NASCAR Champions Week

The NASCAR Sprint Cup Series Drivers' Championship is awarded by the chairman of NASCAR to the most successful Sprint Cup Series racing car driver over a season, as determined by a points system based on race results. The Drivers' Championship was first awarded in 1949 to Red Byron. The first driver to win multiple Championships was Herb Thomas in 1951 and 1953. The current Drivers' Champion is Kevin Harvick, who won his first championship in 2014.
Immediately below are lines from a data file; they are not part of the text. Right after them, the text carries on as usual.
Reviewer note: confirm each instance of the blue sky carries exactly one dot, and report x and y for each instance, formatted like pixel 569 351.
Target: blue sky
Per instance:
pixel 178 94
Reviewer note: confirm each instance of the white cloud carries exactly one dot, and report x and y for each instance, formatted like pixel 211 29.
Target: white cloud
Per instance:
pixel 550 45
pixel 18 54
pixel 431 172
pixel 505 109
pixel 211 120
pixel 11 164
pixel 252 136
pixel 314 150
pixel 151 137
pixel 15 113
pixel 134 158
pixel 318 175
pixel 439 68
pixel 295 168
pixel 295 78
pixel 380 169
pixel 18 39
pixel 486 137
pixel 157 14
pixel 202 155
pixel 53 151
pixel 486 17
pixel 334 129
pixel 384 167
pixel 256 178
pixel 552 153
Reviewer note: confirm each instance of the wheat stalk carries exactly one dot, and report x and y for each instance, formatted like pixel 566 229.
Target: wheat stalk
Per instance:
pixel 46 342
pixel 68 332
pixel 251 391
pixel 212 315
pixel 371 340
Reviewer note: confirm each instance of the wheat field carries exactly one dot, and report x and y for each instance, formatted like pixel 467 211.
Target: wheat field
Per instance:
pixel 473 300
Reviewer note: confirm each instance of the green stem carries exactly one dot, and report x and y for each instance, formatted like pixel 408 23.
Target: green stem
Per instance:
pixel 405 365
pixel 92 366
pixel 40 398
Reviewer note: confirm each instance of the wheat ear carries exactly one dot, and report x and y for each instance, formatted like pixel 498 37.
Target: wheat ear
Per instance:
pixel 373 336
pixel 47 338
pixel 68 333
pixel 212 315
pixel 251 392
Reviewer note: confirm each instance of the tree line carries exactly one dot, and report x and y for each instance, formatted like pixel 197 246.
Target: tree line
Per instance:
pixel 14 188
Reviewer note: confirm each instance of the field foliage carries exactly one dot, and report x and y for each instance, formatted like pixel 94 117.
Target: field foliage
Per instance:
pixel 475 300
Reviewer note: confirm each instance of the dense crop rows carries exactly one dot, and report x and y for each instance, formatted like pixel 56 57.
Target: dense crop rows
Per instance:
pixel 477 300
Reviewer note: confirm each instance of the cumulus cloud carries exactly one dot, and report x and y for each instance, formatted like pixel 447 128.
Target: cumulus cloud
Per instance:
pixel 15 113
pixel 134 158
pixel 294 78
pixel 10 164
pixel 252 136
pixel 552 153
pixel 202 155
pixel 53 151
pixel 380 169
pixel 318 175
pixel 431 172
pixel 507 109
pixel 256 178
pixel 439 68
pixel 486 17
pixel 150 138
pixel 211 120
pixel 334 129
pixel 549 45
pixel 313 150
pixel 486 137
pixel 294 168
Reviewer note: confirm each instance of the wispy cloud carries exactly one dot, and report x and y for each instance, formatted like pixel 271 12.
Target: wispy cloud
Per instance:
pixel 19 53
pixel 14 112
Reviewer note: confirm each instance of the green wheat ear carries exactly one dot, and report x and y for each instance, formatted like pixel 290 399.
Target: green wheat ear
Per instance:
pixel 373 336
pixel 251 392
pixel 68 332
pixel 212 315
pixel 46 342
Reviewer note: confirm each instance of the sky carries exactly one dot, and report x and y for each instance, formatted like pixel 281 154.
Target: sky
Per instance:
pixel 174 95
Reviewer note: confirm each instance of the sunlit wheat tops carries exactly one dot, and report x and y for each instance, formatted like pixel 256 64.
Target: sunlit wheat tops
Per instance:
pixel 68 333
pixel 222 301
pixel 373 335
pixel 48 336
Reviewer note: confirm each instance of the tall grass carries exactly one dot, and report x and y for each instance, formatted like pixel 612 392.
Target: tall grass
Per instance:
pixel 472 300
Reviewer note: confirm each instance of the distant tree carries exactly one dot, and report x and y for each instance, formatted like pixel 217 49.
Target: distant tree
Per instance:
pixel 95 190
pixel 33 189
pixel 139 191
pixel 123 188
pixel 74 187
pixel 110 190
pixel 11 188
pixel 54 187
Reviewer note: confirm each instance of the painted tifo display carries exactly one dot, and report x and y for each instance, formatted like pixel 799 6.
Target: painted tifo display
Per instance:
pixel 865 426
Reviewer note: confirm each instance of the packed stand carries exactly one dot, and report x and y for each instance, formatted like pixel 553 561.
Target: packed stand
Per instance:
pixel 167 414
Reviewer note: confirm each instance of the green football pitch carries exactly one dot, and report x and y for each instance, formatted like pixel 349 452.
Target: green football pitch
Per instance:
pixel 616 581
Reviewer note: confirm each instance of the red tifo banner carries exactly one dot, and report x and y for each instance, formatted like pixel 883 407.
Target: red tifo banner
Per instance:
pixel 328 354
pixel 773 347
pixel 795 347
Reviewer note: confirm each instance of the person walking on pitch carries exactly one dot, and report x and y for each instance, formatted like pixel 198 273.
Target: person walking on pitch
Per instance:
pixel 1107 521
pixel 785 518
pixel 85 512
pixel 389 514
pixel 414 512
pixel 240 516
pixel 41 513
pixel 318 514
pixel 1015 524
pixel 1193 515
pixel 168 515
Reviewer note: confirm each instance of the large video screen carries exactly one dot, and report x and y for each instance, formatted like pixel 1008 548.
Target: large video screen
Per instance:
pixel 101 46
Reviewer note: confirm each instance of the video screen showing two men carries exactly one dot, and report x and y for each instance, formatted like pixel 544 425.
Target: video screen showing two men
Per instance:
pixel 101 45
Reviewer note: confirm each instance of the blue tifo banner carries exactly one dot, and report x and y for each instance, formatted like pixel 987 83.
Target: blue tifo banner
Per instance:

The NASCAR points system has undergone several incarnations since its initial implementation. Originally, races awarded points by a complicated system based upon final positioning and weighted by prize money purses, such that higher-paying events gave more points. Soon after the advent of the modern era in 1972, the championship was decided by a more basic cumulative point total based solely upon a driver's finishing position in each race. In order to reduce the possibility of a driver clinching before the final event, NASCAR implemented the "Chase for the Cup" in 2004 which, with minor modification from 2004 to 2013 and more radical changes in 2014, stands as the current format. Before the final ten races, 16 drivers, chosen primarily on race wins, are reset to an equal amount of points, with bonus points awarded to a driver for each win prior to the reset. With these changes, the last Drivers' Champion to clinch before the final race was Matt Kenseth in 2003.